Entrepreneurs en quête de formalités administratives moins complexes

Tout comme la SAS, la SARL s’adapte parfaitement à toutes les catégories d’activités commerciales, excepté certaines professions réglementées (débit de tabac, assurance, métiers du droit, etc.). Ses règles de fonctionnement sont strictement encadrées par le Code de commerce, telles que les règles de majorité de vote en assemblée générale par exemple. Ce cadre réglementaire impose moins de flexibilité aux associés de SARL par rapport à la SAS, mais il facilite la rédaction des statuts juridiques en offrant des dispositions claires et conformes à la Loi. Cette approche est idéale pour les entrepreneurs peu enclins à des formalités complexes, leur permettant ainsi un gain de temps et d'argent.

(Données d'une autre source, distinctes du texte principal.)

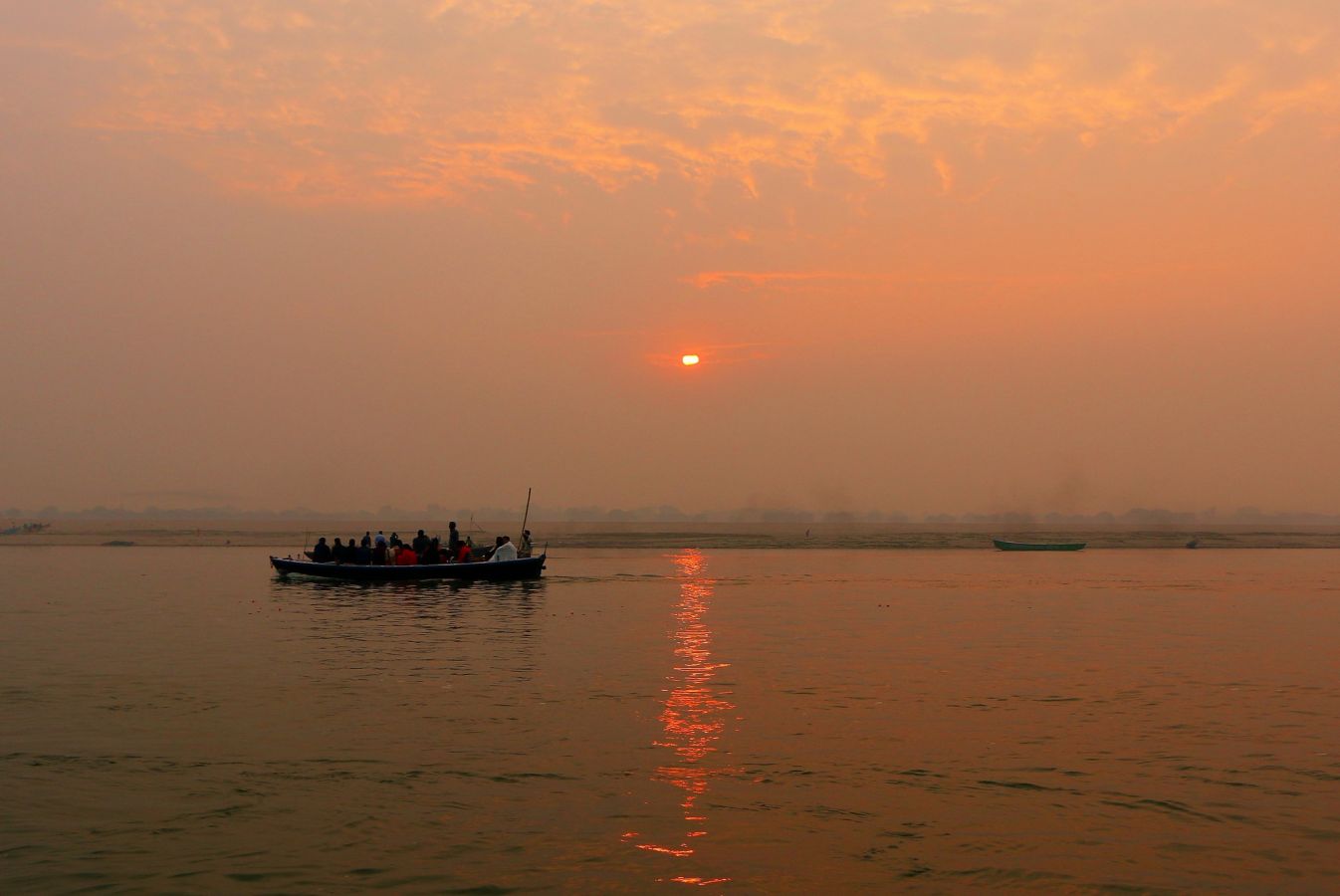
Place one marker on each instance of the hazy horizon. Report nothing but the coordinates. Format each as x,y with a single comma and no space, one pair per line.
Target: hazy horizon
992,256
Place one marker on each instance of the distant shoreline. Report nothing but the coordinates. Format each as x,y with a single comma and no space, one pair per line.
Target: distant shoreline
293,536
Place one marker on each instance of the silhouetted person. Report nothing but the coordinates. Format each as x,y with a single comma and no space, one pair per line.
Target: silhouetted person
430,554
504,551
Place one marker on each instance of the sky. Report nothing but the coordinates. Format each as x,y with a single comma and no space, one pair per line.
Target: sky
934,255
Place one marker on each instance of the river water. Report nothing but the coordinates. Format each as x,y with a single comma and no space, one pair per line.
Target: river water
178,720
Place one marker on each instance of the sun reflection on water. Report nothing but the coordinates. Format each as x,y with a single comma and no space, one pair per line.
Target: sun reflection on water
694,716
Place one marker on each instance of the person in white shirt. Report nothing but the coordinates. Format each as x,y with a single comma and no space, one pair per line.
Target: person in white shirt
506,551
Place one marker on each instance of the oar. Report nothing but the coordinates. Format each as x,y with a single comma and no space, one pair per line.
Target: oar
524,516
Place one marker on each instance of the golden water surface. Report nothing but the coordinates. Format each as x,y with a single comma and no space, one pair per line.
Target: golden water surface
177,720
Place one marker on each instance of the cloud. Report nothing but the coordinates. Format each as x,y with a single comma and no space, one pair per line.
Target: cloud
405,101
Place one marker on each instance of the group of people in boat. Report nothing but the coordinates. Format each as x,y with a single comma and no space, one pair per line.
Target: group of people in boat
391,551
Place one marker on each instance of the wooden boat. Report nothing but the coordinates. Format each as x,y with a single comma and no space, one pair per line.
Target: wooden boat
1029,546
502,570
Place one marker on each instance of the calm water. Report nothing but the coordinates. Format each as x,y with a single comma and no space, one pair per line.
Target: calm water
175,720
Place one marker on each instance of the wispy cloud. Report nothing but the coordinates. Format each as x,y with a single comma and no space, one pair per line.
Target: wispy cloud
415,100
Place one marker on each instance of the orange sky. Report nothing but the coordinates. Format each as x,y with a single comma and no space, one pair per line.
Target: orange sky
945,255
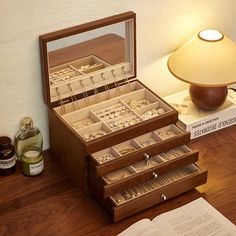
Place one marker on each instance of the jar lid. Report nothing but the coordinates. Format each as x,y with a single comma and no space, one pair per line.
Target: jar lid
5,142
26,123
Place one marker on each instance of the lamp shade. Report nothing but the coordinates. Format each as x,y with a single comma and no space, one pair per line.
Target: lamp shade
207,60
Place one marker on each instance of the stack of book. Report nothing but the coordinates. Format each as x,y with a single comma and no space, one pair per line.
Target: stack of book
199,122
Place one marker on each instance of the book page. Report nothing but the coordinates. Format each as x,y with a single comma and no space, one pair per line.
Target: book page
143,227
197,218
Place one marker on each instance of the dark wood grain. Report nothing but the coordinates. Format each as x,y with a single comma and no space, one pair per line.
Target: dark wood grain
50,204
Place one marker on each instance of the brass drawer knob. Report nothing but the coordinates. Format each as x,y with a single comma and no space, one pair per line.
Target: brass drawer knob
155,175
163,197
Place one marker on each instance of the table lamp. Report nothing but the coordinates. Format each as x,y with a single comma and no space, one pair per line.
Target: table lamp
208,63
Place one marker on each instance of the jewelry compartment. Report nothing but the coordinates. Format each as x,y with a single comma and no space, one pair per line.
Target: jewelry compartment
144,195
137,149
148,169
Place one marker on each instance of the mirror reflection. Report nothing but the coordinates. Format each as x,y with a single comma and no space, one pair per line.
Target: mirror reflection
82,54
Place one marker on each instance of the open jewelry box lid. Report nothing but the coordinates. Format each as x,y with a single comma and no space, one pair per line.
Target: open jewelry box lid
89,58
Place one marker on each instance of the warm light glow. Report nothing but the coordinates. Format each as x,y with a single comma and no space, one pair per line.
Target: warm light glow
210,35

Projets avec un budget de démarrage limité

Les coûts de création sont relativement proches entre la SAS et la SARL. Dans les deux cas, l'intervention d'un commissaire aux comptes n'est obligatoire qu'une fois que l'entreprise atteint certains seuils en termes de chiffre d'affaires annuel, de valeur totale des actifs au bilan, ou d'effectif.

En outre, le statut de la SARL limite le nombre d'associés, ce qui signifie que la valeur des apports est souvent moins élevée comparée à celle mobilisée lors de la création d'une SAS, où le nombre d'actionnaires est illimité. Par conséquent, la SARL fournit un cadre suffisant pour les sociétés traditionnelles qui visent une croissance modérée.